Guided by Paauwe’s Contextual SHRM framework, our study looked at how competitive, institutional and heritage mechanisms influence the sha** of SHRM in fifteen public hospitals in Ethiopia. It is considered that the combination of these contextual factors shapes SHRM in the studied hospitals. The competitive mechanisms relate mostly to competition for scarce human resources rather than for customers and rarely to competitive advantage and innovation. The institutional mechanisms appear most important and influence SHRM through stringent top-down regulations, supporting governmental policies to build workforce volume within a limited budget. The heritage mechanisms reveal little variation between public hospitals and appear to be mainly entrenched with politics and government regulations regarding health workforce policies.

Our study shows that although top management complied with the coercive government regulations/policies, these instruments failed to address persistent HRM challenges.
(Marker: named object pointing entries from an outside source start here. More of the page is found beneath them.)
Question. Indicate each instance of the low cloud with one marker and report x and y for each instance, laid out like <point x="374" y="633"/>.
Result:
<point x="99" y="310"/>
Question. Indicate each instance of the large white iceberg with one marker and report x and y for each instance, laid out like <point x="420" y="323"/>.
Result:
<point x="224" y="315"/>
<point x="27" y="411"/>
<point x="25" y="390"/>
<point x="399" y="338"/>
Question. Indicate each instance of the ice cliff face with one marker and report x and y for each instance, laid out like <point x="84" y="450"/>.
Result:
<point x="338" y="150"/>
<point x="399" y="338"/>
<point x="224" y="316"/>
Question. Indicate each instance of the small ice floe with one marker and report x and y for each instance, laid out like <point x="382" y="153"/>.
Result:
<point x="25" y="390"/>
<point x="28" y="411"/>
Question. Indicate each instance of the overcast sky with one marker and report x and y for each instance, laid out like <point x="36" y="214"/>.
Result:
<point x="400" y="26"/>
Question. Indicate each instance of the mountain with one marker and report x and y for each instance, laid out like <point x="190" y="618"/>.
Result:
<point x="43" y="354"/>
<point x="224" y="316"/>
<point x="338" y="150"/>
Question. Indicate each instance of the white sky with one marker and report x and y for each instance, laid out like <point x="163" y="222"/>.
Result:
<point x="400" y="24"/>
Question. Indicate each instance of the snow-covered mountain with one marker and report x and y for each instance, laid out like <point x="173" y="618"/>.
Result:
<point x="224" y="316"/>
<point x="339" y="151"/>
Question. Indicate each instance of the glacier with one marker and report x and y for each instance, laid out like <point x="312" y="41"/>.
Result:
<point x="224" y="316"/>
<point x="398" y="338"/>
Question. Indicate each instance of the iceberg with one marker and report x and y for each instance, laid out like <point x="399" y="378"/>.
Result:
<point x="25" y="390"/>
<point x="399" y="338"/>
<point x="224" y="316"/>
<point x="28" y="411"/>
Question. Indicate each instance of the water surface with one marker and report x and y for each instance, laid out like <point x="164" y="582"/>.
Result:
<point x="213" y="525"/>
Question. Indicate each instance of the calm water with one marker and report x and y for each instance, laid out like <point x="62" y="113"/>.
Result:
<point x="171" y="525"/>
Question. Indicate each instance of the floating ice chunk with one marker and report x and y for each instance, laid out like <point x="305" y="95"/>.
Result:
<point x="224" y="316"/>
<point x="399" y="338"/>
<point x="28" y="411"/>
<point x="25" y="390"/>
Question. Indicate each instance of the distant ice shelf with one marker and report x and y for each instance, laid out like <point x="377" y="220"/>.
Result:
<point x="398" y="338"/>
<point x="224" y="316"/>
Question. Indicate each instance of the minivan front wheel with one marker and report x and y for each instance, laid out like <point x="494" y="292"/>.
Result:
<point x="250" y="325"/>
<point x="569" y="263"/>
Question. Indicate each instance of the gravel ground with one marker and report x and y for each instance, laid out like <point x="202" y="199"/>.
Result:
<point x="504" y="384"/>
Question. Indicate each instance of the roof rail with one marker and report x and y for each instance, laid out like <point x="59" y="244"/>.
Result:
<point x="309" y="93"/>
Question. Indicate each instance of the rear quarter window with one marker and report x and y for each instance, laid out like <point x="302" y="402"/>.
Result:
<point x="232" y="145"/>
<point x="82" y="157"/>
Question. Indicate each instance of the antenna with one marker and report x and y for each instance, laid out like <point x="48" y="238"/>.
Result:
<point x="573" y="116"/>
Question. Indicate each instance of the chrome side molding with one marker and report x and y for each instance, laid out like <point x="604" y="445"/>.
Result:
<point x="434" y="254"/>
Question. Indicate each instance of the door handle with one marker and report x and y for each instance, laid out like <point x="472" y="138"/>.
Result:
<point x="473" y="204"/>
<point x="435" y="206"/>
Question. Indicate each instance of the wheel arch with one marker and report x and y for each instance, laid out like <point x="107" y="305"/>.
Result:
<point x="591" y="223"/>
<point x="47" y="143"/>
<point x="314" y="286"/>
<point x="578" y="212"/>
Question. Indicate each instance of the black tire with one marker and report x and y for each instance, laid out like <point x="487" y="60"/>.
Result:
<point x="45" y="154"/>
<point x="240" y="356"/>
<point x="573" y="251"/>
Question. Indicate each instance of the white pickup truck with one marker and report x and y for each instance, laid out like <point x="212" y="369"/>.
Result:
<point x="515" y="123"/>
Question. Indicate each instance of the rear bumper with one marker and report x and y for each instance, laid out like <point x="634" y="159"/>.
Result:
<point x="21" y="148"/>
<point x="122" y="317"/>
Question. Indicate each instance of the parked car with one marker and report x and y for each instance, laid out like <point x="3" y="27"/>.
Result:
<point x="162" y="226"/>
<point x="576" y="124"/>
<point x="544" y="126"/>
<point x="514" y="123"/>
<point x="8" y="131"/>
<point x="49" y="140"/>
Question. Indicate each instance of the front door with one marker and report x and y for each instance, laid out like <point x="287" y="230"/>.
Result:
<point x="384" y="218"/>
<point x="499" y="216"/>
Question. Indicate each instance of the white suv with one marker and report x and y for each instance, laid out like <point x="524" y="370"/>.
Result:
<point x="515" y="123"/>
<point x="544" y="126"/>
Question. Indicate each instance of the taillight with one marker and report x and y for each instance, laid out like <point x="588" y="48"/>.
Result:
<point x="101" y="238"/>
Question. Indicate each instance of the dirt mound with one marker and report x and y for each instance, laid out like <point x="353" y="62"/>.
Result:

Hospitals lack autonomy to design their HRM policy/strategy and tailor arrangements to workforce needs. Leadership is perceived to lack competence, as HR managers lack leeway to shape HRM.

As potential remedies for the aforementioned situations, we therefore recommend the following:

  • The government should loosen regulations and provide authority and leeway to hospitals for strategic HRM to tailor solutions to the local context and challenges.

  • The governmental entities involved should collaboratively design simplified organizational and HR governance structures, especially for teaching hospitals.

  • Government regulations can more actively consider health service demand and promote responsiveness in provisioning service delivery and service quality, thus connecting explicitly to the values of the professionals and the needs of patients.